Model Difference Explanation:

  • Large-v3: Currently the most accurate model with the most parameters, but inference is slower and requires more memory.
  • Large-v3-Turbo: A distilled version of v3 that reduces Decoder Layers from 32 to 4. Parameters are reduced by about 48%, speed is increased by about 8 times, and English recognition accuracy is almost identical to the full version.
  1. Drag the video/audio file into the window and click "Generate" to start recognition. If you need to convert audio files like mp3, remember to adjust the file type filter.

Performance Analysis

When does this issue occur: When you need to evaluate the transcription speed and accuracy of different models locally.

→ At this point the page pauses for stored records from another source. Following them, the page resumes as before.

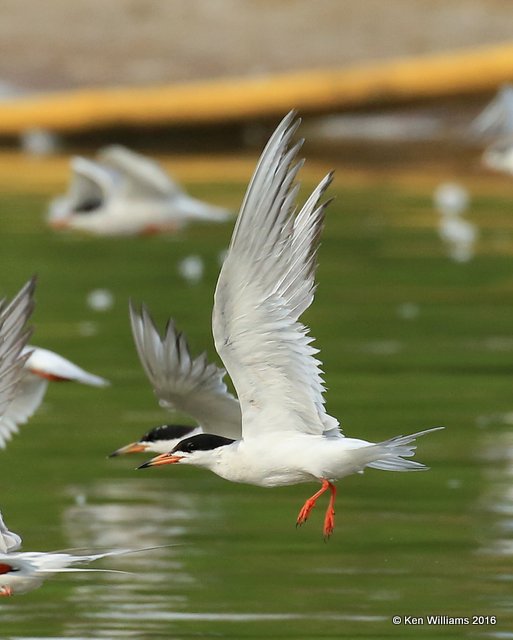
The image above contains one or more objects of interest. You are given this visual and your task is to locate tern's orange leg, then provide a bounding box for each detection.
[296,480,333,527]
[323,481,337,540]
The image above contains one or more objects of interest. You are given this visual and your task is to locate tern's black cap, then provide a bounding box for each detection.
[171,433,235,453]
[140,424,196,442]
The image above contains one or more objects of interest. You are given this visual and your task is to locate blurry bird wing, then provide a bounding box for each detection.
[130,304,241,439]
[67,156,116,210]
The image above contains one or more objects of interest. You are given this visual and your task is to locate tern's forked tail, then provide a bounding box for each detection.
[367,427,445,471]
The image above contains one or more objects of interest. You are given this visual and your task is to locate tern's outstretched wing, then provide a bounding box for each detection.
[213,113,339,438]
[0,371,48,449]
[0,278,35,448]
[130,304,241,439]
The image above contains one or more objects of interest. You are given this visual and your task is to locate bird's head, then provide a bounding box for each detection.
[138,433,235,469]
[109,424,197,458]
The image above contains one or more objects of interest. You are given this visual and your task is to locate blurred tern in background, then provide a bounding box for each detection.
[0,278,35,450]
[0,513,158,597]
[48,145,231,235]
[110,304,241,457]
[141,113,441,538]
[433,182,479,262]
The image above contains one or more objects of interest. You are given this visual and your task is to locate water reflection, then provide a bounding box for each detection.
[480,428,513,556]
[59,478,197,638]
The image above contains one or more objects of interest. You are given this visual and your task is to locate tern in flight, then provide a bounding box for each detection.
[141,112,442,538]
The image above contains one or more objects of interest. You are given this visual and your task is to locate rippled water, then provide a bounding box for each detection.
[0,168,513,640]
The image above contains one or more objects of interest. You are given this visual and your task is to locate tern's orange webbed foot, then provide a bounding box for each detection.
[322,506,335,540]
[296,480,333,527]
[296,498,315,527]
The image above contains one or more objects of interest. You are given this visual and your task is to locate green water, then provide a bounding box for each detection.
[0,175,513,639]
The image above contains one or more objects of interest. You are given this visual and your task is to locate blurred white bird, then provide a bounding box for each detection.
[481,135,513,175]
[178,255,205,284]
[138,113,441,538]
[433,182,479,262]
[48,145,230,235]
[110,303,241,457]
[0,345,110,449]
[0,513,152,597]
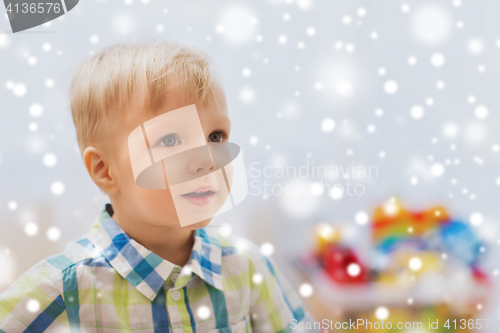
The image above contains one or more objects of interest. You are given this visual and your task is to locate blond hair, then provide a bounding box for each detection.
[70,40,223,153]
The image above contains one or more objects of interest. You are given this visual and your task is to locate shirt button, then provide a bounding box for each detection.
[171,290,181,302]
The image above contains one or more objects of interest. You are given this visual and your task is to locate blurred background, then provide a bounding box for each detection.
[0,0,500,332]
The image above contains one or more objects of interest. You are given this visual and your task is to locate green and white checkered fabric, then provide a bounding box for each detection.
[0,204,306,333]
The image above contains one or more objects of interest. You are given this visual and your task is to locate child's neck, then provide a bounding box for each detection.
[113,211,194,267]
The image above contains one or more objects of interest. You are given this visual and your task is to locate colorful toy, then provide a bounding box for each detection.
[302,198,492,332]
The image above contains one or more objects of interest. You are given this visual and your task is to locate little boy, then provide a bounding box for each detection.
[0,41,307,333]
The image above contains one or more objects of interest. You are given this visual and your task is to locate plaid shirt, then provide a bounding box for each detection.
[0,204,306,333]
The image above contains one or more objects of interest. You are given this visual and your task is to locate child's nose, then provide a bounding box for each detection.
[188,145,215,174]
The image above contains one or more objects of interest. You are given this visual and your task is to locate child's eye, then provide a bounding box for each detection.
[158,134,181,147]
[208,131,226,142]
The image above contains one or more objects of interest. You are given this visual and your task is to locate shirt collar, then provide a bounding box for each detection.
[89,203,222,301]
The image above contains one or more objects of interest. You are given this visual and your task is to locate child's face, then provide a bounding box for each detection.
[106,83,232,229]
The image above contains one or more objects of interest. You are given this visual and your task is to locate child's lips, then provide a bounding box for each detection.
[181,186,216,206]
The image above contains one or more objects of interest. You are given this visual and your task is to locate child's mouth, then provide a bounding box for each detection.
[181,186,215,206]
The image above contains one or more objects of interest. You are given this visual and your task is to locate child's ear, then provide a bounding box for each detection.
[83,146,117,194]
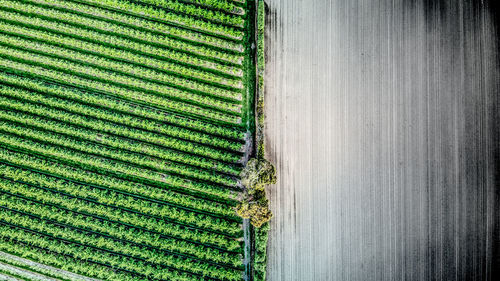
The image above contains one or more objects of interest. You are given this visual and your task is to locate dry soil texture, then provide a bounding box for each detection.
[266,0,500,281]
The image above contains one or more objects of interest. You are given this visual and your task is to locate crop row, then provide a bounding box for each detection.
[0,34,242,99]
[0,193,242,262]
[0,9,243,65]
[0,171,241,239]
[0,236,137,281]
[0,45,241,114]
[0,26,243,89]
[0,104,239,180]
[0,178,241,248]
[0,83,242,151]
[0,115,235,186]
[0,89,239,164]
[0,163,237,223]
[0,208,241,280]
[0,0,242,53]
[177,0,246,15]
[0,71,244,139]
[0,57,241,124]
[0,21,243,77]
[0,224,208,281]
[0,184,240,254]
[133,0,245,27]
[73,0,245,40]
[0,150,234,220]
[0,128,237,202]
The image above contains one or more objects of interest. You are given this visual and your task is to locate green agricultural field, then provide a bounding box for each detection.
[0,0,256,281]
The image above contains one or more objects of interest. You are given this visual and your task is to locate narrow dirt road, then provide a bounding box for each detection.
[266,0,500,281]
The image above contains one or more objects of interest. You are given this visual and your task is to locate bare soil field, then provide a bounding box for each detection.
[266,0,500,281]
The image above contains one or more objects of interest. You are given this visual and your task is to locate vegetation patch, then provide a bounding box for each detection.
[0,0,258,281]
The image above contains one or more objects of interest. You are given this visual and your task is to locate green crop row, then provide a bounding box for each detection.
[0,9,243,65]
[74,0,244,40]
[0,131,232,202]
[0,212,241,280]
[0,34,243,97]
[0,83,242,151]
[0,27,243,89]
[0,224,203,281]
[0,232,137,281]
[135,0,245,27]
[0,150,238,220]
[0,163,241,225]
[0,44,241,113]
[0,105,239,179]
[0,71,244,139]
[0,193,242,260]
[0,178,241,245]
[0,57,241,124]
[6,0,242,49]
[0,116,236,186]
[179,0,246,15]
[0,91,239,163]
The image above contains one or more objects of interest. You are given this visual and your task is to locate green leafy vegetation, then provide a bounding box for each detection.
[0,0,258,281]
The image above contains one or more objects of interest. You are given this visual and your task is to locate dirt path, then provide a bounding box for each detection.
[266,0,500,281]
[0,251,99,281]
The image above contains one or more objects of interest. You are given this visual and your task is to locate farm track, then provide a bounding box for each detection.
[265,0,500,281]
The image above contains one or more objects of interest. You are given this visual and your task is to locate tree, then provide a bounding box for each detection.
[236,197,273,228]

Test environment: PNY RTX 4070 Ti Super 16GB Blower, test material is a 5-minute and 16-second mp3 file.

  • Test Results:
    • Using large-v3-turbo: approx. 16 seconds.
    • Using large-v3: approx. 32 seconds.

Observing the data, the execution speed of large-v3 has significantly surpassed older tools. Although the accuracy improvement of large-v3 is limited when processing complex audio such as songs, its execution efficiency is sufficient to meet daily local speech-to-text needs.

Changelog

  • 2026-01-30 Initial document creation.